In the years before the online-education innovator closed, it faced steep competition — the number of institutions offering online learning, including public schools, had been climbing since the early 2000s.
But Glenn Jones, a cable television pioneer who founded the school and died in 2015 at age 85, also had a vision for a mixed-use type of development in the area.
Plans were initially submitted to the city in March 2013 for the project, which could cost about $1.8 billion to build out, according to Dan Metzger, chief operating officer at owner Brue Baukol Capital Partners.
Who the players are
The Opus Group was the developer for the project previously, completing a six-story apartment complex called The Glenn on the land.
But in 2018, Brue Baukol purchased the site, and it looks to develop the remaining land — about 36 acres.
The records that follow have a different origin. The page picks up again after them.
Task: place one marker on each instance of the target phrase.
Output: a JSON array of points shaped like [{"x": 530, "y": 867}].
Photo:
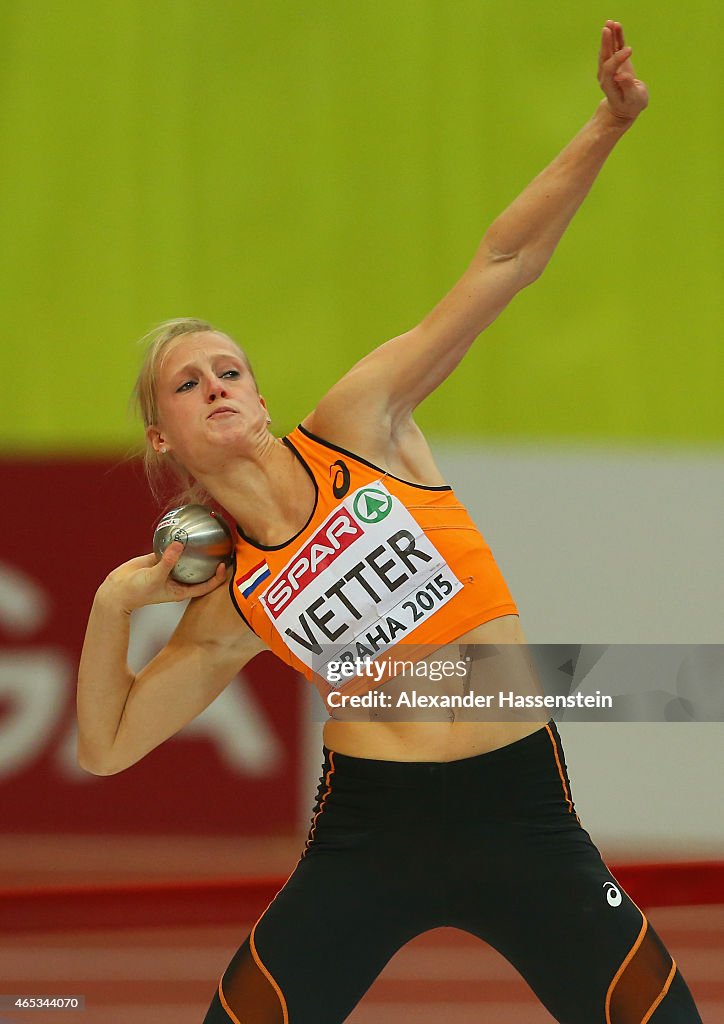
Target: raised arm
[
  {"x": 122, "y": 716},
  {"x": 395, "y": 377}
]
Due to the nature of the project, the city must approve Brue Baukol's plans.
What could be built
The Jones District promises a “network of urban open spaces,” in large part based on its plan to have a long, expansive park run through three blocks of the site, along with a “Jones Plaza” area.
“In other developments, you have to get in your car,” said Brue, the CEO of the development company, at the March 28 presentation in Centennial.
He pointed to the “central promenade,” a pathway envisioned to give easy bike access up South Dayton Street to the RTD light rail station. That stop along I-25 is a central draw for the project — it's marketed as “The Jones District at Dry Creek Station.”
That path also would lead south on Dayton Street toward the existing Centennial Promenade shopping development and Park Meadows mall.
The Jones project will largely consist of office buildings, which could be 13 to 14 stories high along the highway, but hotel, residential and retail uses also are part of the vision. Retail could sit on the first floor of office or hotel space right outside the light rail station to entice pedestrians, Brue said.
“What is successful around not only Denver, but across the country,” are mixed-use projects, Brue said.
Aside from the 306 units at The Glenn apartments, developers look to add 1,500 more residential units, according to the presentation.
However, under city land-use rules, The Jones District cannot exceed roughly 1,500 units, according to the city.
By the time the project is finished, the end goal is for parking to entirely be “subterranean, with no surface parking,” Brue said.
A concern raised at the presentation was that the site would be an “eyesore” seen from Willow Creek, a large nearby neighborhood to the west. Brue argued that because the tall office buildings would sit along the highway, they'd be far enough away not to obstruct the view too direly.
The presentation also pointed to programs in the open spaces, like concerts, “movie nights,” and holiday decorations, that could add to the atmosphere at the site.
Developers haven't yet reached the formal application stage with the city, said Neil Marciniak, Centennial's economic development manager. The project isn't a “done deal,” he added. What's more, the whole project may take about two more decades to build.
Brue Baukol presented its vision to city council in a December study session meeting, and a focus group met in February and will meet again at an undetermined date to give input. That group is made up of representatives from homeowners associations within one mile of the site.
The city's Planning and Zoning Commission — citizens who make development recommendations to council — will decides whether the plans meet the city's code. If approved, the plan moves to city council, which makes the final decision on whether the plans meet code. That would likely not happen until summer, according to city staff.